The Lord promised king David that the Messiah would spring from his loins. The house of David would produce the Savior and Redeemer, the everlasting king whose reign of peace would endure with the perpetual youthfulness of God Himself.
But, the prophet told the king, it would all come to pass at a future time, when David himself slept. Slept in death with his fathers.
On the other hand, when the time came, a thousand years later, for the fulfillment of this prophecy, the Blessed Virgin Mary was very much awake.
We don’t know what hour of the day or night the Archangel Gabriel arrived. Whenever it was–early morning, midnight, late afternoon, evening time–whenever it was, Mary was not snoozing.
The idea of the Blessed Virgin Mary sleeping–actually, it’s hard to picture. Did she snore when she slept? Hard to imagine the Blessed Virgin snoring. I, for one, do not think she snored.
Certainly, our Lady slept sometimes. I mean, people need sleep. Sometimes she would close her eyes for a little while, and St. Joseph would hold the baby.
But, of all the people who have ever lived, the Blessed Virgin Mary may well be the one we would least associate with the idea of snoozing. Lounging. Lolling around. Vegging. Binge-watching whole seasons of Law and Order, supine on the couch for hours. No.

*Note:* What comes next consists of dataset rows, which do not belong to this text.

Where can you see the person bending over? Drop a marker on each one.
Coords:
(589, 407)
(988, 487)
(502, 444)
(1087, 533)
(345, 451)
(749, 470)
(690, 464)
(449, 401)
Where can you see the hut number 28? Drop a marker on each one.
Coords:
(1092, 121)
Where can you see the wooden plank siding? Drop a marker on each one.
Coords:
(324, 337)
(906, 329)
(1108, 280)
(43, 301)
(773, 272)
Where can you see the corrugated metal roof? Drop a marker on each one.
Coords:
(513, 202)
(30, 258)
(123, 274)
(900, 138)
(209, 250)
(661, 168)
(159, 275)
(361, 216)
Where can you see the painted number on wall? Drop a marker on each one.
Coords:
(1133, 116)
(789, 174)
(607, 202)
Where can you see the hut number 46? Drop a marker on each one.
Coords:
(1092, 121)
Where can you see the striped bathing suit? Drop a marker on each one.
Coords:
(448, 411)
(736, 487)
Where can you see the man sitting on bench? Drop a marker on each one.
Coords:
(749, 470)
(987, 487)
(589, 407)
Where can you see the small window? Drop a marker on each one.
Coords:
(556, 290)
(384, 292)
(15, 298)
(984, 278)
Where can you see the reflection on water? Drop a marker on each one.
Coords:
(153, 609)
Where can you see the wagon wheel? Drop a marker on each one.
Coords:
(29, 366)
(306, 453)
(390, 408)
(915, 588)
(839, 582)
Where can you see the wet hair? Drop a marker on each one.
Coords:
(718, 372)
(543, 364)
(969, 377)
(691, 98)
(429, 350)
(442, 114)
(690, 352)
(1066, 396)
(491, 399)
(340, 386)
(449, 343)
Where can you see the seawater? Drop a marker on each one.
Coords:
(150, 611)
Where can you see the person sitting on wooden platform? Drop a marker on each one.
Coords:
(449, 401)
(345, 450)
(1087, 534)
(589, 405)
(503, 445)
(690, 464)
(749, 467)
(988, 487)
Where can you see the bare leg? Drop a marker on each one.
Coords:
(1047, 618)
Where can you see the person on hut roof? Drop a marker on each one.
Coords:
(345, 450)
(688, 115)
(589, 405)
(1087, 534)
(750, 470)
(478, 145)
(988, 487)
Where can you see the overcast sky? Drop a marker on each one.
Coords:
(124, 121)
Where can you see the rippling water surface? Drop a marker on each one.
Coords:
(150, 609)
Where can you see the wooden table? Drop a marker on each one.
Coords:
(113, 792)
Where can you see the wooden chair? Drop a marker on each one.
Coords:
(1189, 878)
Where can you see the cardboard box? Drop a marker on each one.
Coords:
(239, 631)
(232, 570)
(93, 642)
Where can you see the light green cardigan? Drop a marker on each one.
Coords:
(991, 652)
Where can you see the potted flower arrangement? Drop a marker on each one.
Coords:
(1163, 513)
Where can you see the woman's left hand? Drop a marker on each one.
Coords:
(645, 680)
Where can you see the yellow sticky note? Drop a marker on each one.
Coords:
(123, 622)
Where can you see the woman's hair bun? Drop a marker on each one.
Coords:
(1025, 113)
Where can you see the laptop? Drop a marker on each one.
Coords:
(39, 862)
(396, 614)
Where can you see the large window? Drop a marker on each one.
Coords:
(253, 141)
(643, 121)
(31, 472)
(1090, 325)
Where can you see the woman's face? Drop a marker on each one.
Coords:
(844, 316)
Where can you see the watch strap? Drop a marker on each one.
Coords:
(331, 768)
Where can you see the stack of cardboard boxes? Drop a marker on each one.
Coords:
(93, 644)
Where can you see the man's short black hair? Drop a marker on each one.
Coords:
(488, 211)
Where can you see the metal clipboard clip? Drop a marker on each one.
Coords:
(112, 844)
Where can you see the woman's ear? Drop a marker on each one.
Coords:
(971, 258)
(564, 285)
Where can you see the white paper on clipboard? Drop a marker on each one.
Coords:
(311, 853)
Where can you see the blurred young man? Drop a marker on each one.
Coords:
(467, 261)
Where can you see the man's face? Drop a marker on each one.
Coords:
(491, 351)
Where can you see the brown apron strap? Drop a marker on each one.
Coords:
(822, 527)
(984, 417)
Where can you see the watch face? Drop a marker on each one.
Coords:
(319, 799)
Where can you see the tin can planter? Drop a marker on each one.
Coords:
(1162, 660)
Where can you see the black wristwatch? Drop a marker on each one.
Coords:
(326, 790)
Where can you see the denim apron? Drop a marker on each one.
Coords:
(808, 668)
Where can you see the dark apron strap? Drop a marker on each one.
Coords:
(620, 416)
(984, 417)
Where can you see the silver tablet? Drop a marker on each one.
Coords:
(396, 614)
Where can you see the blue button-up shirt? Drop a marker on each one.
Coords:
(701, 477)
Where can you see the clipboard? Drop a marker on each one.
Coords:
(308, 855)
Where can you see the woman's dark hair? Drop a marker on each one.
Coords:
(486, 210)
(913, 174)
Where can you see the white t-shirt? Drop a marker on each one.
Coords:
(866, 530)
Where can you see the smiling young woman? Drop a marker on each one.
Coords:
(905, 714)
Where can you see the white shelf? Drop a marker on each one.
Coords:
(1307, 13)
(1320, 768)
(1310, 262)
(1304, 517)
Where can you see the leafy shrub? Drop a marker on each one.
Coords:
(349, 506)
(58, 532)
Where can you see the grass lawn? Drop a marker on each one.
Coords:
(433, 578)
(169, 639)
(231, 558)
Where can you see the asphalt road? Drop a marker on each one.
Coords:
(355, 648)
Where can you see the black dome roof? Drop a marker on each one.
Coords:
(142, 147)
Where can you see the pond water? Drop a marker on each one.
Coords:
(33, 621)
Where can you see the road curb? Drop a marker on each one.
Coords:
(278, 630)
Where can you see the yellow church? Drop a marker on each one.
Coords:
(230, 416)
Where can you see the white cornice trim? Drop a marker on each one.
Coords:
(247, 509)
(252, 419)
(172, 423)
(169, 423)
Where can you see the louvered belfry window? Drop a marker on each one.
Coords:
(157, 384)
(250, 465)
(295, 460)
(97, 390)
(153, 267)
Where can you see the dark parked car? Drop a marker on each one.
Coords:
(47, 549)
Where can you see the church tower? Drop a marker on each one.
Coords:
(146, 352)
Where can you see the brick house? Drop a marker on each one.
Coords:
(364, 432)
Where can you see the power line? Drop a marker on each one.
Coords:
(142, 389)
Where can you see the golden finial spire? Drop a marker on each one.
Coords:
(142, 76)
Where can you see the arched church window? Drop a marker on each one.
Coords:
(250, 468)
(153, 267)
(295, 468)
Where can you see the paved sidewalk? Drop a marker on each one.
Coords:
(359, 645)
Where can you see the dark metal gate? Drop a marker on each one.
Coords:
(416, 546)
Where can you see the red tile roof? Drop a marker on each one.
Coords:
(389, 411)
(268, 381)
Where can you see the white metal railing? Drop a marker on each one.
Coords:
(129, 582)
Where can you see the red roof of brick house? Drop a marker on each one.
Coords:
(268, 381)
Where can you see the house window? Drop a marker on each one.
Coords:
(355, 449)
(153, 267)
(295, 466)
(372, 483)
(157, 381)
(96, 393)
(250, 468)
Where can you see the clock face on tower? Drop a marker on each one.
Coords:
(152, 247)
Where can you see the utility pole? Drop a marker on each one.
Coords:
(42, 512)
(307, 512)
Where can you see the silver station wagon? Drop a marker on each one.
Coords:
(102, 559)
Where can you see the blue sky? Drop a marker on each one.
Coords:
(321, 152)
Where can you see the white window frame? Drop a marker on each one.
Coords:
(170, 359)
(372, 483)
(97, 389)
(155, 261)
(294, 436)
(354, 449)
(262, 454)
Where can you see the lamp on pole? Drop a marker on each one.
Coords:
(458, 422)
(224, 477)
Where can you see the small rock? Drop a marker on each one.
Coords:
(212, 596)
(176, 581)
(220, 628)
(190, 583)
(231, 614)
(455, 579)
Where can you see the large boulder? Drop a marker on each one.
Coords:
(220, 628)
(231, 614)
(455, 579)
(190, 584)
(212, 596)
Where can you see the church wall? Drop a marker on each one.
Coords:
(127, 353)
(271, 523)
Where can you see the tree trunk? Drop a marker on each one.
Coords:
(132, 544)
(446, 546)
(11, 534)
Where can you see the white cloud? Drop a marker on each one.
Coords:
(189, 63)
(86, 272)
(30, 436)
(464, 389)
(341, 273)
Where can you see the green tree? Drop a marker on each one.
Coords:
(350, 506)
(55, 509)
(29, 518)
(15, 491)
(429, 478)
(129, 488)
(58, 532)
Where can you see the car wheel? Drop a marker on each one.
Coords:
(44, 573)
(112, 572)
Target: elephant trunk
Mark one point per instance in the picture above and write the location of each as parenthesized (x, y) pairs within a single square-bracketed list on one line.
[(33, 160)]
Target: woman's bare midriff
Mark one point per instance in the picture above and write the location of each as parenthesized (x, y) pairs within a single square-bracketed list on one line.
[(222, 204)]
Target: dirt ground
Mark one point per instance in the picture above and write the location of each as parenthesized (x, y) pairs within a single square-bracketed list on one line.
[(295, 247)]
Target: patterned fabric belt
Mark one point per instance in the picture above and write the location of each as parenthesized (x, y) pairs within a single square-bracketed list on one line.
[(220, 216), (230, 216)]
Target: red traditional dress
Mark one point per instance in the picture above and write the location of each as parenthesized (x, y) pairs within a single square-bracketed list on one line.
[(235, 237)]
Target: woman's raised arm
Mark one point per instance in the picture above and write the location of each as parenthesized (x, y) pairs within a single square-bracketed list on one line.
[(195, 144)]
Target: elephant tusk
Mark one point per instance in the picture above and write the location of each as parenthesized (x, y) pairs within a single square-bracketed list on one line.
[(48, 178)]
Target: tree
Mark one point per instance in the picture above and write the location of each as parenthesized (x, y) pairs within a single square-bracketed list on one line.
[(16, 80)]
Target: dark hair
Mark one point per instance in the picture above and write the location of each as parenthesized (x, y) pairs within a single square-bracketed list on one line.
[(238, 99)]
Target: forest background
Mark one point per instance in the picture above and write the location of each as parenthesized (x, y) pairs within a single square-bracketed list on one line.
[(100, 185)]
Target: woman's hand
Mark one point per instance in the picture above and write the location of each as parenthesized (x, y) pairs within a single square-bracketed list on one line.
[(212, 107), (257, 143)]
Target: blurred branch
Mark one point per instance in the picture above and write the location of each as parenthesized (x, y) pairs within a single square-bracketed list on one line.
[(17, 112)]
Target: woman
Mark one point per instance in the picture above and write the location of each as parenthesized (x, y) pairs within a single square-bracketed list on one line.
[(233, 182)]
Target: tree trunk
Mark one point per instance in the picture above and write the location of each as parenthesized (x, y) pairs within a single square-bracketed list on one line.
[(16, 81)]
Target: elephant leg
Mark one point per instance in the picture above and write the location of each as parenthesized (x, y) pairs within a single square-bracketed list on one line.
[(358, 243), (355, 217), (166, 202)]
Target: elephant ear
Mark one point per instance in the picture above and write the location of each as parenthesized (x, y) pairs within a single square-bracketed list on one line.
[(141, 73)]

When he came to speak with our Lady, the Archangel Gabriel found her alert and recollected. Reading, perhaps. Or meditating. Or praying for her family, or neighbors, or future husband. Reflecting on a passage of the Torah, or one of the books of the prophets. Or quietly chanting a psalm to God.
Not anxious. Not agitated. Not stressed. Not buzzing on the first-century-Palestine equivalent of Starbucks or 5-Hour Energy. No. Calm. But altogether awake.
“Hail, Mary, full of grace! The Lord has chosen you.”
She didn’t say, “What’s that?” or “Come again,” or “Huh?” She heard it very clearly the first time.
Now, what does it mean for a member of the human race to be truly awake?
Our survival of course demands our taking action to provide for our sustenance, so we cannot sleep all the time. We have to wake up and do something to keep from starving to death.
When we bestir ourselves, what do we perceive? Family, neighbors, the world around us. The buzz of tv or the ambient muzac. My own appetites. My own thoughts, my own meditations. My memories. My anxieties.
What about being awake like the Virgin Mary, at the moment the archangel chose to visit her?
Seems like she perceived all the elements of her environment, and her interior life. She perceived it all, and she perceived something else, too.
Seems like Mary perceived that the day–or the night, whichever it was, at that moment; she perceived that the walls around her, her house, her town, her homeland, her family, her thoughts, her desires, her imaingation; she perceived that all of this had a Master. Everything has a Source and Guide and Goal. It all has a oneness, because everything is the work of the hand of one great Artisan.
And this Artisan communicates. This Artisan converses. This Artisan expresses with consummate eloquence the true meaning of… of existence, of why I am here, of why there is something, rather than absolutely nothing. Why there is light, and not absolute, endless darkness.
Listen, I am all for the traditional forms of Christian art and the famous depictions of the Annunciation. If we had eyes to see the Archangel Gabriel, we would probably see that he looks a lot like Fra Angelico painted him to look.
But angels are not material creatues, after all. And they communicate with each other in pure light, with a kind of harmony that makes the beautiful sounds, the most beautiful sonatas and symphonies we have ever heard sound like jangling gongs.
So, maybe when the Archangel came to the Blessed Virgin, it didn’t look like anything we have ever even imagined, nor did it sound like anything we have ever heard. Because we tend to snooze through life.
Maybe what happened was: She was awake and alert enough to hear a harmony in all the things she perceived. In what she could see and feel, in what she could remember and imagine and believe–in all of it, she heard a single song. All the elements of history produced at that moment a song, a sweet lay that opened the next moment up to her, like an eternity in an instant, with this invitation:
“Give birth to the One Who made all this. Give birth to the One Who will bring it all to fulfillment.”
She was awake enough to hold all this in her perception, awake enough to respond with everything–her entire self, completely at her command.
That’s who we are, as a race–the human race. Creatures who can wake up like the Virgin Mary. Who can be awake, like her, to God’s eternal Word.